Les lymphocytes B peuvent se comporter en APC : ils fixent les antigènes par leurs immunoglobulines de surface, les phagocytent, les apprêtent et présentent le peptide antigénique dans la poche des molécules de classe II. Dans ces conditions, les lymphocytes B stimulent les lymphocytes T Helper.
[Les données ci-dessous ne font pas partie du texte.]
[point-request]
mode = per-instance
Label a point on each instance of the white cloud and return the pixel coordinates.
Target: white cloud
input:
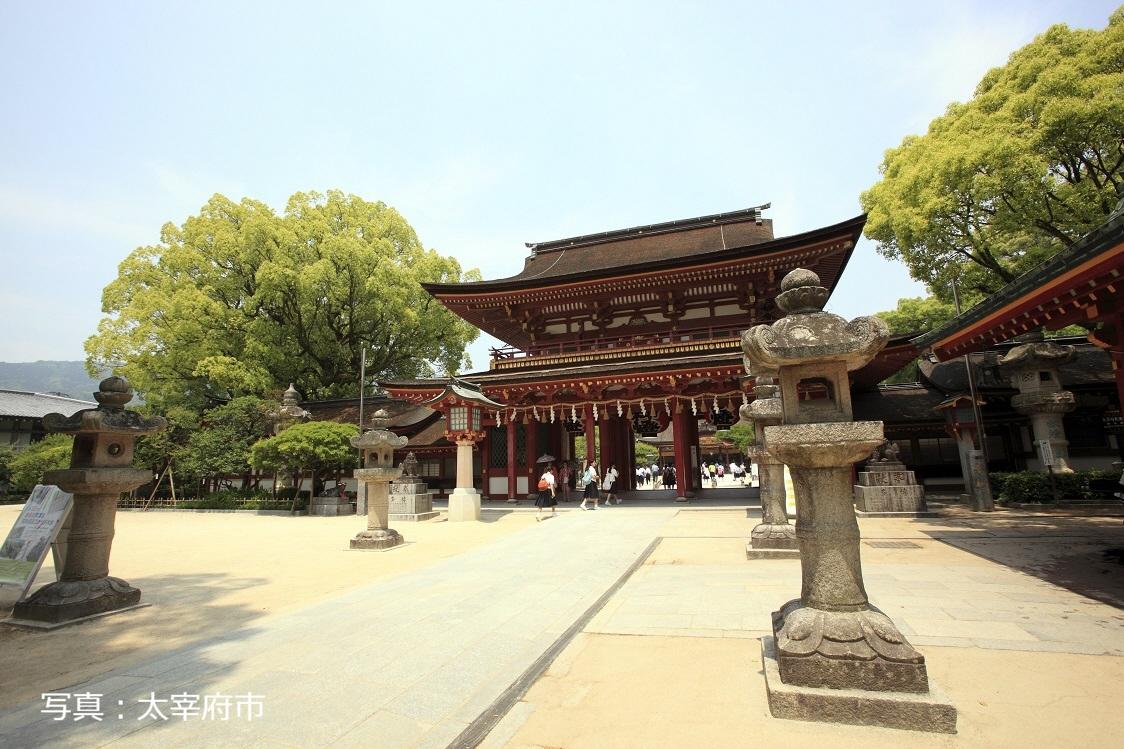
(59, 214)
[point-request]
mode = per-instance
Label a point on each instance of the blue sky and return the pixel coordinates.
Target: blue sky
(486, 124)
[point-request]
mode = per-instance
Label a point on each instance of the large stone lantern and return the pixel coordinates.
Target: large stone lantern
(378, 447)
(833, 656)
(100, 470)
(1033, 369)
(463, 406)
(773, 538)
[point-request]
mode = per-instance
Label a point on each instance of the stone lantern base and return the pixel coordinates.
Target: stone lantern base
(378, 539)
(63, 602)
(928, 711)
(772, 541)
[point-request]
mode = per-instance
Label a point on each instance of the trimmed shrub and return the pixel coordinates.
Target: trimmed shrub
(1032, 487)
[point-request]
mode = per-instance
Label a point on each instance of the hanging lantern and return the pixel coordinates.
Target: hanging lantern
(645, 426)
(723, 418)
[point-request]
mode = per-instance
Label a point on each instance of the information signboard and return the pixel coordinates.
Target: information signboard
(27, 543)
(1045, 450)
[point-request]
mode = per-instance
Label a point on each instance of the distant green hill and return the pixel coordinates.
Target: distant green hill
(65, 377)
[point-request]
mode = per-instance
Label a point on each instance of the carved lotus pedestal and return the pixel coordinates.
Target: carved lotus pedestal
(84, 587)
(378, 534)
(834, 656)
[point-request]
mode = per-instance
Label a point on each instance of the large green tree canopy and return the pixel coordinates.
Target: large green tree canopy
(241, 300)
(1024, 169)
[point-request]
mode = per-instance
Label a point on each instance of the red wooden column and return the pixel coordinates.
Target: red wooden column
(692, 470)
(630, 452)
(485, 462)
(590, 435)
(532, 454)
(682, 435)
(608, 443)
(511, 426)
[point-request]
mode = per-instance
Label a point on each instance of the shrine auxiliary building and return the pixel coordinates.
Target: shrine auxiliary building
(618, 334)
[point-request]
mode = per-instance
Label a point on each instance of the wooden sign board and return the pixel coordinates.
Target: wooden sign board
(30, 538)
(1047, 451)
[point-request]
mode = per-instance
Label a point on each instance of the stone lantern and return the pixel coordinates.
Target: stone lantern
(773, 538)
(378, 447)
(100, 470)
(290, 412)
(463, 406)
(1033, 369)
(833, 656)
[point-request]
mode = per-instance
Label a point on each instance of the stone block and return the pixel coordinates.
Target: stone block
(463, 505)
(331, 506)
(908, 498)
(930, 711)
(410, 499)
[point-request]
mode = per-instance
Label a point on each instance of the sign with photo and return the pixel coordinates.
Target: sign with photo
(35, 530)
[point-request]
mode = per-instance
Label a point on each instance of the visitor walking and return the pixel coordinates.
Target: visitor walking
(610, 477)
(564, 475)
(590, 484)
(546, 484)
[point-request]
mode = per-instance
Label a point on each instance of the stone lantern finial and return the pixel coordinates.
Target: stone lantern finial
(800, 292)
(114, 393)
(100, 469)
(380, 420)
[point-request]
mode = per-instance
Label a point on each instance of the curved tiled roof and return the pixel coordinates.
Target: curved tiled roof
(21, 404)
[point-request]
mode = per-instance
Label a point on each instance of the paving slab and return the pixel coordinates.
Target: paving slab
(408, 661)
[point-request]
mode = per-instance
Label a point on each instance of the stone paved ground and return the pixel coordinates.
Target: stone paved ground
(402, 662)
(673, 658)
(1020, 633)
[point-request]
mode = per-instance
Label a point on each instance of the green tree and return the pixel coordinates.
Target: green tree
(50, 453)
(239, 300)
(646, 454)
(166, 450)
(917, 315)
(314, 447)
(220, 447)
(741, 434)
(1024, 169)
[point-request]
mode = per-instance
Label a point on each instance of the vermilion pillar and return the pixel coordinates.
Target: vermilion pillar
(682, 435)
(590, 435)
(511, 426)
(532, 427)
(630, 453)
(608, 443)
(485, 461)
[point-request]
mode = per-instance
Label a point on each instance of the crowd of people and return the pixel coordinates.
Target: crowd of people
(599, 490)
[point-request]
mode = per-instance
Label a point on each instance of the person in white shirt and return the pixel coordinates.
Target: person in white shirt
(610, 477)
(546, 494)
(592, 486)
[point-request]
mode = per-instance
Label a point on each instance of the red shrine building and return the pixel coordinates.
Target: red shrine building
(617, 335)
(635, 333)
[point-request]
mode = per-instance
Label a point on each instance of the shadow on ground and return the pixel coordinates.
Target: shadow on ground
(87, 650)
(1084, 555)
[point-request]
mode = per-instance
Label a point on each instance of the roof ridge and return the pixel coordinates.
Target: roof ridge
(752, 213)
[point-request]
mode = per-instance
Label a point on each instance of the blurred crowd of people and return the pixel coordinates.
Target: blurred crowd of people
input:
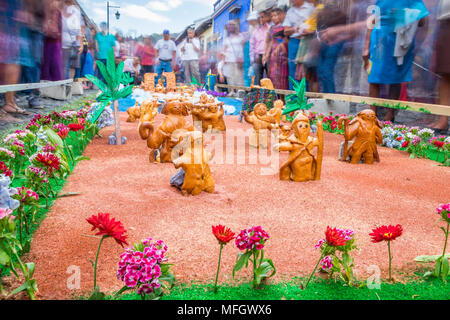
(377, 40)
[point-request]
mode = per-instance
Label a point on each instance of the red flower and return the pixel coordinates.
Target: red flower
(76, 127)
(386, 233)
(438, 144)
(333, 125)
(108, 227)
(4, 169)
(222, 234)
(49, 160)
(334, 237)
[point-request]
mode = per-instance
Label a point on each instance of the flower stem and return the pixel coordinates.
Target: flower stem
(446, 240)
(218, 267)
(24, 270)
(390, 260)
(254, 269)
(315, 268)
(96, 259)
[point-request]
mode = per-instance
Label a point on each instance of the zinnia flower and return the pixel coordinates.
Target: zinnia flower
(335, 237)
(76, 127)
(222, 234)
(62, 130)
(49, 160)
(108, 227)
(4, 169)
(5, 213)
(386, 233)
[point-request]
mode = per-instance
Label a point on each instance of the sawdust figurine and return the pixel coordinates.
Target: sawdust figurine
(210, 114)
(161, 137)
(171, 83)
(276, 111)
(261, 122)
(147, 111)
(302, 164)
(285, 133)
(134, 113)
(194, 162)
(149, 81)
(365, 130)
(160, 86)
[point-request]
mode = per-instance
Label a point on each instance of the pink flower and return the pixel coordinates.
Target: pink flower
(5, 213)
(326, 263)
(141, 269)
(253, 238)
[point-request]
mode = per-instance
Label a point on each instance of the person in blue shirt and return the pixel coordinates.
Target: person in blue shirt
(104, 42)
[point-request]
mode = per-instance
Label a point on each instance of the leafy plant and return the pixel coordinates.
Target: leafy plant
(144, 268)
(441, 268)
(298, 100)
(252, 241)
(116, 87)
(335, 256)
(9, 257)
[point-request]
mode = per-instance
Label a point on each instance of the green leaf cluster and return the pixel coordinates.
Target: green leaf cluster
(114, 77)
(297, 101)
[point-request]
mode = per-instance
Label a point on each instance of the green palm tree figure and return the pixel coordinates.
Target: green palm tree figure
(116, 86)
(298, 100)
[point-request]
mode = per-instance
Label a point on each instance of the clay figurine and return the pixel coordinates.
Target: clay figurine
(276, 111)
(161, 137)
(261, 124)
(148, 111)
(285, 133)
(210, 115)
(302, 164)
(134, 112)
(365, 130)
(194, 163)
(149, 81)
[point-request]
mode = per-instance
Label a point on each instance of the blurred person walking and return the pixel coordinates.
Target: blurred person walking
(331, 15)
(233, 48)
(295, 17)
(389, 48)
(442, 63)
(71, 38)
(190, 50)
(166, 50)
(277, 52)
(103, 42)
(258, 46)
(10, 17)
(147, 53)
(51, 68)
(31, 47)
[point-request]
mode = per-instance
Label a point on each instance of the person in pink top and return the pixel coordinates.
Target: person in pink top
(258, 46)
(147, 54)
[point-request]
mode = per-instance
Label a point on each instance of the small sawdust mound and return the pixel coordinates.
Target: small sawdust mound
(120, 180)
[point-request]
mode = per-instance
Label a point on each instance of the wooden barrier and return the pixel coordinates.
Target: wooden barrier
(396, 104)
(28, 86)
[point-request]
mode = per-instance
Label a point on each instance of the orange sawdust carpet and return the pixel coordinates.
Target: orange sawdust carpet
(120, 180)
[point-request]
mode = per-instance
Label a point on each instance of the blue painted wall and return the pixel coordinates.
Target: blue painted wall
(222, 19)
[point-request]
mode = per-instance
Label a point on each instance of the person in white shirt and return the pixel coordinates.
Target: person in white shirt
(233, 47)
(189, 55)
(295, 17)
(132, 66)
(71, 38)
(166, 50)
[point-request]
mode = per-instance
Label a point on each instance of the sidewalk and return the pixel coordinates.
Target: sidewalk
(48, 106)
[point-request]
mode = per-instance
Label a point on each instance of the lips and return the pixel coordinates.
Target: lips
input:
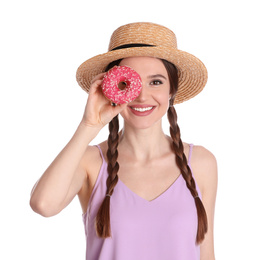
(141, 110)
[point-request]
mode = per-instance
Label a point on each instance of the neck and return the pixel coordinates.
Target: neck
(144, 144)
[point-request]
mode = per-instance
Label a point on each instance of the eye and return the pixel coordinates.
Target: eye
(156, 82)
Comme nous l’avons dit précédemment, les lymphocytes T ne reconnaissent et ne répondent à un antigène protéique que s’il est présenté à la surface d’une autre cellule. Cependant, certaines entérotoxines bactériennes, certaines protéines virales activent directement les lymphocytes T Helper CD4+ et CD8+ d’une manière peu spécifique et intense, en unissant les molécules de classe II des APC au récepteur TCR des précédents lymphocytes. Ils sont appelés superantigènes. La présence des cellules présentatrices de l’antigène est nécessaire mais il n’est pas indispensable qu’elles aient apprêté le superantigène. En fait le superantigène unit latéralement les molécules MHC des APC au TCR.

Antigènes et immunoglobulines

L’antigène extracellulaire peut interagir avec les immunoglobulines de diverses manières :

  1. Il peut se fixer sur des anticorps comme les IgE disposés à la surface des mastocytes et entraîner leur dégranulation avec libération de médiateurs. C’est l’hypersensibilité immédiate ou de type I, qui peut être cutanée, pulmonaire ou générale. Dans ce dernier cas il y a choc anaphylactique.
  2. Il peut, sous forme de complexe antigène-anticorps, activer la voie classique du complément, transformant le C1 en C1 activé, ce qui conduit à la formation des protéines C5 à C9 activées qui sont répertoriées sous le terme de MAC (membrane attack complex), parce qu’il provoque la lyse des cellules cibles par formation de canaux transmembranaires. C’est une réaction immunitaire de type II. Il s’agit d’un mécanisme de défense de l’organisme contre un agent microbien invasif mais, en cas de formation d’auto-anticorps, ce sont les cellules de l’hôte qui sont prises pour cibles ; c’est le cas pour les anémies hémolytiques auto-immunes acquises et le purpura thrombocytopénique.
  3. Il peut rencontrer des anticorps circulants spécifiques qui le neutralisent. L’antigène soluble et l’anticorps correspondant peuvent former un complexe immun, qui se dépose au niveau des parois vasculaires, provoquant, après activation du complément, une réaction immunologique de type III.
  4. Il peut se fixer sur les anticorps présents à la surface des lymphocytes B qui prolifèrent et sécrètent des immunoglobulines, essentiellement de type IgM. Cette stimulation peut être obtenue par des antigènes T-dépendants et T-indépendants. Les antigènes T-indépendants ont un poids moléculaires élevé et une structure linéaire, comme les polysaccharides pneumococciques et les liposaccharides d’Escherichia coli.
  5. Il peut, lorsqu’il est présent à la surface d’une cellule, fixer un anticorps par son fragment Fab (Voir « Immunoglobulines ou anticorps ».). Dans ces conditions le fragment Fc de l’anticorps peut interagir avec le récepteur Fc des NK (natural killer) et les activer pour lyser la cellule cible.

Remarque

Le terme CD (cluster of differenciation) désigne des protéines membranaires présentes à la surface des cellules. Les principales fonctions de ces divers CD (CD1 à plus de CD150…) sont de permettre l’adhésion intercellulaire et la transmission du signal au cytoplasme et au noyau de la cellule réceptrice.